I'm opening an image in binary mode with python3 then splitting that data at a specific marker (\xff\xda)
everything that is after that marker is stored in a variable for which I'd like to replace all a's by e's
but I'm having troubles when converting the binary data to string :
UnicodeDecodeError : 'ascii' codec can't decode byte 0xe6 in position 13: ordinal not in range(128)

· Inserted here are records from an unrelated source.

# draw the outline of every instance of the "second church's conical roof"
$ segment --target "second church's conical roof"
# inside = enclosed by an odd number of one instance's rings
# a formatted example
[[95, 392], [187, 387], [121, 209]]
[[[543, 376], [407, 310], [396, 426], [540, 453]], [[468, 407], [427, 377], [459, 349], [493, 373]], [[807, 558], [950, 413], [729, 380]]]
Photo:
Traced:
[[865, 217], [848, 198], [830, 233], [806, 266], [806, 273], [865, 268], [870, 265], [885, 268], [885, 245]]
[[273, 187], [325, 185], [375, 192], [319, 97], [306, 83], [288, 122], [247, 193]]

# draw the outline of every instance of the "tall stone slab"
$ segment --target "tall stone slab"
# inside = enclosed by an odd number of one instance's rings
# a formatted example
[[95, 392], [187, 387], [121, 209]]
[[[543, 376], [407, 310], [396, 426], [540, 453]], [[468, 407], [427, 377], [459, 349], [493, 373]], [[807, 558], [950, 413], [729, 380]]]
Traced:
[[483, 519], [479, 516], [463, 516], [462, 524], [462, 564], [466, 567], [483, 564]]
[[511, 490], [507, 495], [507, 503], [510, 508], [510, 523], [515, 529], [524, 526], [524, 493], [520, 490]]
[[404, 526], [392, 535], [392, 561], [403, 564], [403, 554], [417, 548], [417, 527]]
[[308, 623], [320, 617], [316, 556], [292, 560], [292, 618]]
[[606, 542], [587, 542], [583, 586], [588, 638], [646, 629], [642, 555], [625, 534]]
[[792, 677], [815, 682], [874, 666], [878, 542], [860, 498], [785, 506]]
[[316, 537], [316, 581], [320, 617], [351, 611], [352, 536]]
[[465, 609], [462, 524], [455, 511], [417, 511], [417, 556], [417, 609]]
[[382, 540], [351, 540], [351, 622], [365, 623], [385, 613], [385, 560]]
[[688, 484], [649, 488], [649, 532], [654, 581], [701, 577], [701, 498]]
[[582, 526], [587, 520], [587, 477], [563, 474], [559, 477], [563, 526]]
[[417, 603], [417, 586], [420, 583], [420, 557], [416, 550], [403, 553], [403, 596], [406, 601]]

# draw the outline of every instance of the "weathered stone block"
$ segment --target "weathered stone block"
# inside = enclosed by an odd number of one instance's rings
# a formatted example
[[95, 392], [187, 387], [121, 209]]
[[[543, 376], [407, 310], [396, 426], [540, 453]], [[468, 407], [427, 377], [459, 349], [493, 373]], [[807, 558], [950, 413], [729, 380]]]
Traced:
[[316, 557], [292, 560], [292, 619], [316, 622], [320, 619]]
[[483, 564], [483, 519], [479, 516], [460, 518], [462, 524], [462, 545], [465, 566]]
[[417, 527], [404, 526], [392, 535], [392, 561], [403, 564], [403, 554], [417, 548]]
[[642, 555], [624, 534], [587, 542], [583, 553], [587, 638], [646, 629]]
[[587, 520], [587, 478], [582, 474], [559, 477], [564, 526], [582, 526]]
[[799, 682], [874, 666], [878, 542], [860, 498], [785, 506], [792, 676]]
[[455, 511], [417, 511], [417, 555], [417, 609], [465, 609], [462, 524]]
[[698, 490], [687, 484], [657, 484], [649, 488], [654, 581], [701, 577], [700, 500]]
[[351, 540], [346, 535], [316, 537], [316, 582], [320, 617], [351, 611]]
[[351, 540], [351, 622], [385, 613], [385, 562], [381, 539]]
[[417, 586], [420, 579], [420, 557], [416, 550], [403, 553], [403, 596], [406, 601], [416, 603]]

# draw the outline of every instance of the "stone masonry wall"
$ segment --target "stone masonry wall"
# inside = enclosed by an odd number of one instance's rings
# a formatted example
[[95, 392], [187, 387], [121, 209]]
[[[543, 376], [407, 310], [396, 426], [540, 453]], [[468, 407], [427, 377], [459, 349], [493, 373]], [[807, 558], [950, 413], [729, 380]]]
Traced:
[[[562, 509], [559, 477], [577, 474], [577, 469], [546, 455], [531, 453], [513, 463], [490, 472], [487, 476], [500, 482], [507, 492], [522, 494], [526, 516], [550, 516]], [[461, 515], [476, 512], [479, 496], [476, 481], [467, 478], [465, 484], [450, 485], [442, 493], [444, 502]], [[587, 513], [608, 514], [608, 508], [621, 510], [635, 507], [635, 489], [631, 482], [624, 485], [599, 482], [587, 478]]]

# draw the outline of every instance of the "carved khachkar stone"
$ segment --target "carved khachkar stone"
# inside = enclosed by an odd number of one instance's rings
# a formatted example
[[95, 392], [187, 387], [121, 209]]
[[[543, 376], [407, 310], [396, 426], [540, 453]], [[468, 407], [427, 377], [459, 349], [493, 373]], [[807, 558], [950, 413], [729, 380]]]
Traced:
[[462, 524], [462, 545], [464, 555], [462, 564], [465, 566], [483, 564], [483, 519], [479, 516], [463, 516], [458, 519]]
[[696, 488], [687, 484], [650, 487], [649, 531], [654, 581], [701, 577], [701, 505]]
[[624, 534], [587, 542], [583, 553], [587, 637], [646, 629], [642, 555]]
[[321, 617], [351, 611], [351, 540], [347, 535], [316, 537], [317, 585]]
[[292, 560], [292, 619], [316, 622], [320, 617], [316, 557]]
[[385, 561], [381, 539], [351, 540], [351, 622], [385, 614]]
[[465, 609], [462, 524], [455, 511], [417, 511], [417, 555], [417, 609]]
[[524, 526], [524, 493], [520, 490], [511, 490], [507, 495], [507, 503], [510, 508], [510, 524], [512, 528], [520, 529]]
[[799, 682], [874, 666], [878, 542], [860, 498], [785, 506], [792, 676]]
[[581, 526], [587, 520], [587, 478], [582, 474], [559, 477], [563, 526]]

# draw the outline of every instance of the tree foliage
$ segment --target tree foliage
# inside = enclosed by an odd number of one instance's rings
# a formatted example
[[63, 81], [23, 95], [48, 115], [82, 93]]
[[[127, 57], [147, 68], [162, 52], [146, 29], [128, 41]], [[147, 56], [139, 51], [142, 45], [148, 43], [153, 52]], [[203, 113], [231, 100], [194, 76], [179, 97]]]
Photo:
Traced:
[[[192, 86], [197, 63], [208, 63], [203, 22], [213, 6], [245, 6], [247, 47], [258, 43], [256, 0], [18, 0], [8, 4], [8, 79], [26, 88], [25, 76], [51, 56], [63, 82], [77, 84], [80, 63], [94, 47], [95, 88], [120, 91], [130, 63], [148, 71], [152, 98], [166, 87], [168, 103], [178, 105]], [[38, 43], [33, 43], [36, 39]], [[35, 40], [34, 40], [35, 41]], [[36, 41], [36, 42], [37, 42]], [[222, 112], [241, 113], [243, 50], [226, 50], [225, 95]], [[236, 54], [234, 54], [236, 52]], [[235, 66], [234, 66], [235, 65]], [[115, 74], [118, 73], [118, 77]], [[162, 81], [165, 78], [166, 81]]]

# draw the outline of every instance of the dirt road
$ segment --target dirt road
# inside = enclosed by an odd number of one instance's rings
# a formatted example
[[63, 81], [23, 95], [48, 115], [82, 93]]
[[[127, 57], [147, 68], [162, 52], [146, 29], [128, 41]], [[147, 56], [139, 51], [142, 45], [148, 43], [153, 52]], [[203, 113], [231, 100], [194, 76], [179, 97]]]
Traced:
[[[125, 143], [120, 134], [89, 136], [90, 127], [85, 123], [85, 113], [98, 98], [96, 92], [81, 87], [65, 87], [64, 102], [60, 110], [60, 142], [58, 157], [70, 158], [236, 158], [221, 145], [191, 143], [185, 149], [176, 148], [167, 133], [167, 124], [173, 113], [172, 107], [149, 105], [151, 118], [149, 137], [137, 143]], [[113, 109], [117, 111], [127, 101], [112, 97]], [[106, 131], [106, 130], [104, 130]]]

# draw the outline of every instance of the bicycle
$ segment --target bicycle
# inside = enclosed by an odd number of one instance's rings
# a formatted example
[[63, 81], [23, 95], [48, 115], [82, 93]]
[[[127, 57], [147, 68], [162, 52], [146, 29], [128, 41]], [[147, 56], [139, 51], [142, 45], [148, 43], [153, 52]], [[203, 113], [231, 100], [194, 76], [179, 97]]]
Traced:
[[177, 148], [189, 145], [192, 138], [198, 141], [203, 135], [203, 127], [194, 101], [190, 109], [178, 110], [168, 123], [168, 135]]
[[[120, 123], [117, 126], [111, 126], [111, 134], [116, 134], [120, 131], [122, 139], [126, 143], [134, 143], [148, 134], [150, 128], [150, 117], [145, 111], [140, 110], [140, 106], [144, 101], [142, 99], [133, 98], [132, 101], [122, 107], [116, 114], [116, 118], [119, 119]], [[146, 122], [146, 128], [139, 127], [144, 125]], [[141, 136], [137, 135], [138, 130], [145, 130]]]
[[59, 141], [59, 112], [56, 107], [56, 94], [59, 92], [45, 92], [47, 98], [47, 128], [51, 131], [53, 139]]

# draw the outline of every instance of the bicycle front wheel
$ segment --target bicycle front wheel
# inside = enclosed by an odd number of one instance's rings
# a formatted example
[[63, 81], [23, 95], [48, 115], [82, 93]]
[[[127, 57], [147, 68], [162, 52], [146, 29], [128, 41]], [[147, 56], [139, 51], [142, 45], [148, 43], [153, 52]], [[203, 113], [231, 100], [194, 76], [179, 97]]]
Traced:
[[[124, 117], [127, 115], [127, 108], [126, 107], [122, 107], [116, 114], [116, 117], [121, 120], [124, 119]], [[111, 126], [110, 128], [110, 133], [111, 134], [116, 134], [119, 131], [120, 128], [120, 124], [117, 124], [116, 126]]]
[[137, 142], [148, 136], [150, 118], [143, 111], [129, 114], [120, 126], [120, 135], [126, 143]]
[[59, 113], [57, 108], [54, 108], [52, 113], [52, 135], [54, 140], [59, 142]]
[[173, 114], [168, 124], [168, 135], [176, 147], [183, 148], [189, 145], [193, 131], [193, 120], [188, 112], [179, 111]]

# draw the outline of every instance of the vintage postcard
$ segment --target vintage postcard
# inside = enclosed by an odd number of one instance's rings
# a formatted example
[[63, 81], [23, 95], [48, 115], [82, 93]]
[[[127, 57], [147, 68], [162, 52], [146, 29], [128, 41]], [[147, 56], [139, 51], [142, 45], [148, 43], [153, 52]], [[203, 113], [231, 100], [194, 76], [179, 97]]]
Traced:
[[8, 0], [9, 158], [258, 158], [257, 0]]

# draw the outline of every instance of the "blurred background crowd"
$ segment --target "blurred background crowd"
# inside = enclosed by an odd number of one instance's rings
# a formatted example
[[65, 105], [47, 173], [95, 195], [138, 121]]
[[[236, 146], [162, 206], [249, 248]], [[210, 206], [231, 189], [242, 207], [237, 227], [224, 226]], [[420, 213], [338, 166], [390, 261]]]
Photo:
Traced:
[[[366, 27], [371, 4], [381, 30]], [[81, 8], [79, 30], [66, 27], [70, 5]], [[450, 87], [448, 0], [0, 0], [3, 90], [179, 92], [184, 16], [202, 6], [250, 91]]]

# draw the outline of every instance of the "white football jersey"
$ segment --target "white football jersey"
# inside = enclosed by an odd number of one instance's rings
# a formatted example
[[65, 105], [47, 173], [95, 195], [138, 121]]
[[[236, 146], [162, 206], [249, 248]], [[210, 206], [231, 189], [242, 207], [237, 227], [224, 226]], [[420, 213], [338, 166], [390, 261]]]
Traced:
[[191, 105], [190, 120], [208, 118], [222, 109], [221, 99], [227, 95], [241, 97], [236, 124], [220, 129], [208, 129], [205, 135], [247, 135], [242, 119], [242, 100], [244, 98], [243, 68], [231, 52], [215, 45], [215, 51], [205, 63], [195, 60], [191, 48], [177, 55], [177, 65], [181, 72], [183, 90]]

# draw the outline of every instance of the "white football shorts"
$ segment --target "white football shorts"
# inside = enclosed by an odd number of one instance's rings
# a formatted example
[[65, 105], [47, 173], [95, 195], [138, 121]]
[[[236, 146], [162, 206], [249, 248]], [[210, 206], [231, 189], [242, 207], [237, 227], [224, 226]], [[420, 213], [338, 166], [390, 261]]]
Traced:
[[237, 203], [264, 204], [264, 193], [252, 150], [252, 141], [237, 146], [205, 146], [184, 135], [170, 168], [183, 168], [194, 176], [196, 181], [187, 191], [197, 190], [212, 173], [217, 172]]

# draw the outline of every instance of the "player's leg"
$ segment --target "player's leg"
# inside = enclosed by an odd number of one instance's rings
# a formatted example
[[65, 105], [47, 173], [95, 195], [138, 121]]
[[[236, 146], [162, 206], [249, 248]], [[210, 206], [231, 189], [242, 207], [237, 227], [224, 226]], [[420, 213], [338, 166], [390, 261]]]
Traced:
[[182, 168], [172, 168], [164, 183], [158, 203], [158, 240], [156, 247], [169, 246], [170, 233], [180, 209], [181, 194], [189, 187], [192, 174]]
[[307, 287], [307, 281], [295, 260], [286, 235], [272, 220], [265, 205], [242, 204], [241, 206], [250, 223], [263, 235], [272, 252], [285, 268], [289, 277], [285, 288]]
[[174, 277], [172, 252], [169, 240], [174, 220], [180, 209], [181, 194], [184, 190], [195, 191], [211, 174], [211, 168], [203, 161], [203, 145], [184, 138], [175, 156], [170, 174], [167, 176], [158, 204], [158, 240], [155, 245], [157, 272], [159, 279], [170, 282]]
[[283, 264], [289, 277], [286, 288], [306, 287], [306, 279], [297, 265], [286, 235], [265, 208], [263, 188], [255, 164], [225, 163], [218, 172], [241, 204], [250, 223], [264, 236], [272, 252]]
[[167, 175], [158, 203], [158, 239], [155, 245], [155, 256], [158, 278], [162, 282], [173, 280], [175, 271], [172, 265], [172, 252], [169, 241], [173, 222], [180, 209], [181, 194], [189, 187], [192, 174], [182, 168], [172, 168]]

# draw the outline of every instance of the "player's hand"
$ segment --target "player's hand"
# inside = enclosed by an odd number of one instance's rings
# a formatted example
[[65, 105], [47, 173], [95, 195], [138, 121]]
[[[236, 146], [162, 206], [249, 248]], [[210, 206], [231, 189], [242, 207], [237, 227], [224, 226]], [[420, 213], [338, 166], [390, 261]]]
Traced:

with open(filein, "rb") as rd:
with open(fileout,'wb') as wr:
img = rd.read()
if img.find(b'\xff\xda'): ## ff da start of scan
splitimg = img.split(b'\xff\xda', 1)
wr.write(splitimg[0])
scanimg = splitimg[1]
scanglitch = ""
scanimg = scanimg.encode()
for letter in scanimg :
if letter not in 'a':
scanglitch += letter
else :
scanglitch += 'e'
print(scanimg)
wr.write(b'\xff\xda')
content = scanglitch.decode()
wr.write(content)
Isn't encode() and decode() the right way to convert binary data to strings and back ? thx
When dealing with binary data, you'll want to try and remain in binary mode as much as possible, especially since there's no guarantee your chosen string encoding can represent all values anyway.
Just remember bytes
objects are fundamentally lists of 8-bit unsigned integers, even if they have the convenient string-like b'xyz'
syntax.
filein = "download.jpeg"
fileout = "glitch.jpg"
with open(filein, "rb") as rd:
img = rd.read()
# We can happily crash here if there's no FFDA;
# that means we're not able to process the file anyway
prelude, marker, scanimg = img.partition(b"\xff\xda")
scanglitch = []
for letter in scanimg: # scanimg is a list of integers, so we have to use `ord()`
if letter != ord("a"):
scanglitch.append(letter)
else:
scanglitch.append(ord("e"))
with open(fileout, "wb") as wr:
wr.write(prelude)
wr.write(marker)
wr.write(bytes(scanglitch))
(I am aware the replacement logic could be written as a list comprehension, but I figured it'd be more friendly like this.)